Though this unhappy judgment:
I gave him the go-ahead to leave.
Causality … unintentional. However that may be. worth placing a period here.

The purchase of a suitcase and clothes in Monclova: on the road Demetrio was already fleshing out a plan that contained cynical elements, which must have excited him through and through. Whatever else, he had to consider the long-standing relationship between Don Delfín and Doña Zulema, which restrained him like a brake of contingency, creating a dilemma that was limiting if not downright narrow. The limitation was that he couldn’t steal the pickup: a matchless venue. Stealing would mean driving to Sacramento in the vehicle: indeed! the skillful and arrogant driver. In fact, he presumed that the wide dirt road that connected Monclova to Ocampo and passed through Sacramento and other towns was ready, time to give it a go, and herewith a microhistorical fact: around the middle of March 1947—finally! (stated with jubilation, though better not to exaggerate) … The weird thing would be for him to arrive smugger than ever at his second mother’s house. But he couldn’t lie to Doña Zulema: that he’d bought the vehicle out of necessity; with his savings—no way, José! that was stealing, whereby Don Delfín, once he’d discovered Demetrio’s as well as the vehicle’s absence, would go complain to his lifelong friend:
Your nephew is a thief and with all due respect, a son of a bitch.
Then he would add emphatically:
Why did you recommend him?
And his second mother would be hauled over the coals when … Further fairly probable torments weighed heavily on Demetrio’s mind as he drove, an entire tense crisis that, in the end, led him to the inevitable: to leave the pickup there in Monclova, half a block from Don Delfín’s house. A rash act at midnight.
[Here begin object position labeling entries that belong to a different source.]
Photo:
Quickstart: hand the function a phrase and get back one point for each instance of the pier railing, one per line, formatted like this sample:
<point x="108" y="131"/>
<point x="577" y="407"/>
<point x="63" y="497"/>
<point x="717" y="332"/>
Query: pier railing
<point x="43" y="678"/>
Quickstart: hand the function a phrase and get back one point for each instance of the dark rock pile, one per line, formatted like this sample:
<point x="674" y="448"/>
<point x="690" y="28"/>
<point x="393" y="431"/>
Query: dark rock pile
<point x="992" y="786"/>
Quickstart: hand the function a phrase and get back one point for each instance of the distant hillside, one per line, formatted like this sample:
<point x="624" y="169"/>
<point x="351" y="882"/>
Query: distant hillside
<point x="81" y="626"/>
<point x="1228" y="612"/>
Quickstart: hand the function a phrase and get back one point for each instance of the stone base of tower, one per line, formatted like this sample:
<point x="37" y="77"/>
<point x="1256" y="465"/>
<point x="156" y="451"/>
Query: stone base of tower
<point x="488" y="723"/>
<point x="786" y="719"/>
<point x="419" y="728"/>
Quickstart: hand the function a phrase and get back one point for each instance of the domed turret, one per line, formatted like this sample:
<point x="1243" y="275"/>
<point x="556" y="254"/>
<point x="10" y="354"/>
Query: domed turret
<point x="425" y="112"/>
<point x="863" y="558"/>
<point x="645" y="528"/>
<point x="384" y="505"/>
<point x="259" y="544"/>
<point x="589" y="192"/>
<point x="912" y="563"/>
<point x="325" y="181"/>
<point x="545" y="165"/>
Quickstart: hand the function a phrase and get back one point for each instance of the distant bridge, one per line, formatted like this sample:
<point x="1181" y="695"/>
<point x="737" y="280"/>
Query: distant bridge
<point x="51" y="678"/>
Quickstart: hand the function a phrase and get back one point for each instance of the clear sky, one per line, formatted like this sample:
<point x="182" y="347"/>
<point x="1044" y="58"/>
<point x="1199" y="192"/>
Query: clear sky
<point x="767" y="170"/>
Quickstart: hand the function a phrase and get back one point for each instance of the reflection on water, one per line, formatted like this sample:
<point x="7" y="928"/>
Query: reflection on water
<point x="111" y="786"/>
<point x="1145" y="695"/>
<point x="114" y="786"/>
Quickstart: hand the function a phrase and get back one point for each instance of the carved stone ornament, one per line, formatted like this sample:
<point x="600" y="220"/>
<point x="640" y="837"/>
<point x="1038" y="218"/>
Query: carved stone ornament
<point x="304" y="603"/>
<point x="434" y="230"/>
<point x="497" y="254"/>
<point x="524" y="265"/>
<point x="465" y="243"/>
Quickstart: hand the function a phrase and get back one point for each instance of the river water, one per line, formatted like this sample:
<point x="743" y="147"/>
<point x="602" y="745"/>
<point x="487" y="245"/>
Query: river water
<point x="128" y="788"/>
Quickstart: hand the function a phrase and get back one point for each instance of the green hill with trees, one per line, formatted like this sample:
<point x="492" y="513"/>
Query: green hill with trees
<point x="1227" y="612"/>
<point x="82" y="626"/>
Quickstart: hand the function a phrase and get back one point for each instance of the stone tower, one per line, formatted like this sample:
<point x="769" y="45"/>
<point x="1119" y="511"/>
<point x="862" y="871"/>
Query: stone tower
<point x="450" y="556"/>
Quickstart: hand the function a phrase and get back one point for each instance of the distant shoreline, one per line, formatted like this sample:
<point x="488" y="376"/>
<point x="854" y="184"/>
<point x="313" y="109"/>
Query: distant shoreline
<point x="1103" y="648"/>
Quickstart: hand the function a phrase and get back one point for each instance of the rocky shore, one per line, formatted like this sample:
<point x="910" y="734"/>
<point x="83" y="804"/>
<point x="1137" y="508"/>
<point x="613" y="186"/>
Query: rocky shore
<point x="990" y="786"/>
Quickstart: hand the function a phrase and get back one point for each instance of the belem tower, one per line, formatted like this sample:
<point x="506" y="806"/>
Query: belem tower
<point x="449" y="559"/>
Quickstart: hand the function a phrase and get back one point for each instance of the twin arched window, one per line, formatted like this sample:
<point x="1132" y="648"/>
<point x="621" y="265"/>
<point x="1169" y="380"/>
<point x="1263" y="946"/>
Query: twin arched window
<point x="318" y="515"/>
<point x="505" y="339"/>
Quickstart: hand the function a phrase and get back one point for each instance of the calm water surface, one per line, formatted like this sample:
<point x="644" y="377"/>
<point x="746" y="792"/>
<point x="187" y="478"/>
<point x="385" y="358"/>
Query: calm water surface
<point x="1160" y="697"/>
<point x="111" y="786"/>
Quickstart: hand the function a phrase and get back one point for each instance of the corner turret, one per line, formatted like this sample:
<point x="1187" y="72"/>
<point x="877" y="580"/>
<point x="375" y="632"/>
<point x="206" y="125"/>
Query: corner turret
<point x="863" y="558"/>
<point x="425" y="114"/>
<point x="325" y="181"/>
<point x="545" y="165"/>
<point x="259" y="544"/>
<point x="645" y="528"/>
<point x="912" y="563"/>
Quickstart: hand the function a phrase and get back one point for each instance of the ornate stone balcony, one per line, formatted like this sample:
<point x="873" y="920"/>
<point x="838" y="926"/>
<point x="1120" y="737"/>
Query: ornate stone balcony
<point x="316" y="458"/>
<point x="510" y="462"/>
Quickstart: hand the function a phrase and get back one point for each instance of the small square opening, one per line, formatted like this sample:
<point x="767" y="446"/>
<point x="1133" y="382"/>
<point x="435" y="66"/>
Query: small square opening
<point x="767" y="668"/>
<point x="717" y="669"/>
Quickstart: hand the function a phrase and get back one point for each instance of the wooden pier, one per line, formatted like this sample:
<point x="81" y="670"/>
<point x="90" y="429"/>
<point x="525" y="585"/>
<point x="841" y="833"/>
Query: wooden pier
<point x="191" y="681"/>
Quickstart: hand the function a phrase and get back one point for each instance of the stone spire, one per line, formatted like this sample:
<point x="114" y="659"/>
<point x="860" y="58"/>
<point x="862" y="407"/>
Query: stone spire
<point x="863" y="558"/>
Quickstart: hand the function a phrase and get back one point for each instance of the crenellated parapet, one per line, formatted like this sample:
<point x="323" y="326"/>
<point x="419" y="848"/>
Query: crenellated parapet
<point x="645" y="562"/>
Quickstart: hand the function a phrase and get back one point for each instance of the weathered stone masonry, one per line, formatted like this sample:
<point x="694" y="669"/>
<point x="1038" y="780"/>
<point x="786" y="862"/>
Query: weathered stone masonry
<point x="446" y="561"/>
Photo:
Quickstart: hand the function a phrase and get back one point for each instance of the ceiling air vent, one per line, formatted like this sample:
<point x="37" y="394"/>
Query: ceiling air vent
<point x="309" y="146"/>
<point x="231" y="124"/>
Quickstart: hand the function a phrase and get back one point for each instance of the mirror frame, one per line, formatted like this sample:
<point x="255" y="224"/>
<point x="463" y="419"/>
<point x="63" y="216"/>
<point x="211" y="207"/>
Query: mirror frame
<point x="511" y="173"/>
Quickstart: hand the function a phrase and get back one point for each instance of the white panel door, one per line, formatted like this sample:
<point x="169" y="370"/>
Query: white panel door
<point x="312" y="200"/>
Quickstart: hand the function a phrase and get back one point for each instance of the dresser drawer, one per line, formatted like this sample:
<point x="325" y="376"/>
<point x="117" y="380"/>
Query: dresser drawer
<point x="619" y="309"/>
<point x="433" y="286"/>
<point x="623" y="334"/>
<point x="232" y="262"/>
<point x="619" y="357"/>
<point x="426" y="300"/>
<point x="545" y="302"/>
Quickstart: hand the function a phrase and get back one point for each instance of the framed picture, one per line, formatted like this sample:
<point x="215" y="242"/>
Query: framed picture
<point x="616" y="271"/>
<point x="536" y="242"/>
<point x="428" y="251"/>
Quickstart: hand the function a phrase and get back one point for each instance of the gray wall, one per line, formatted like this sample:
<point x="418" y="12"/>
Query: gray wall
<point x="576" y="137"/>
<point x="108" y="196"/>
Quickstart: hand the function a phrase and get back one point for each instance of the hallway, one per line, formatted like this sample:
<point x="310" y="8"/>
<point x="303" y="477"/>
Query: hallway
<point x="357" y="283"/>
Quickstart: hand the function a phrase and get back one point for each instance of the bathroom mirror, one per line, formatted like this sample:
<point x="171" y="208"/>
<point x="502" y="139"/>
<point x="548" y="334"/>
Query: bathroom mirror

The thing was to find out if … he didn’t really remember the exact location of the house, just that it didn’t have a front porch; the front door opened right onto the street: a paved street—of course! and then he remembered some useless details: there was a large store in front of, and a eucalyptus tree on the verge of a broken sidewalk—yes? perhaps?—and a movie theater without a roof, with posters for Mexican movies stuck on the white plastered facade: more or less the image Demetrio had formed of the street when he had been there; other vague details: ones he would not see at midnight, for even if he reached Monclova during the day he’d have to wait for total nocturnal calm (urban, dangerous, or so Demetrio imagined). His plan: to rent a hotel room for a few hours so he could lie low. Anyway. Then, as he refined his strategy, he considered the benefits of the door: oh, to slip a message under it: a plot synthesis … et cetera! … to wit: a telegraphic missive in which he would outline his primordial motive for quitting his job. It wouldn’t be so bad if he wrote, among other things, that it was impossible to work as a manager without a woman by his side; the gentleman would understand—wouldn’t he? He himself had recommended that he bring one—remember? Find a pen and some paper. Later. The first obstacle: to take his money out of the bank. Then board the train for the usual trip to La Polka. Then the crossing on the boat and the horse-drawn carriage. Then the final one-two punch: invest in a business in Sacramento: a grocery store—what else?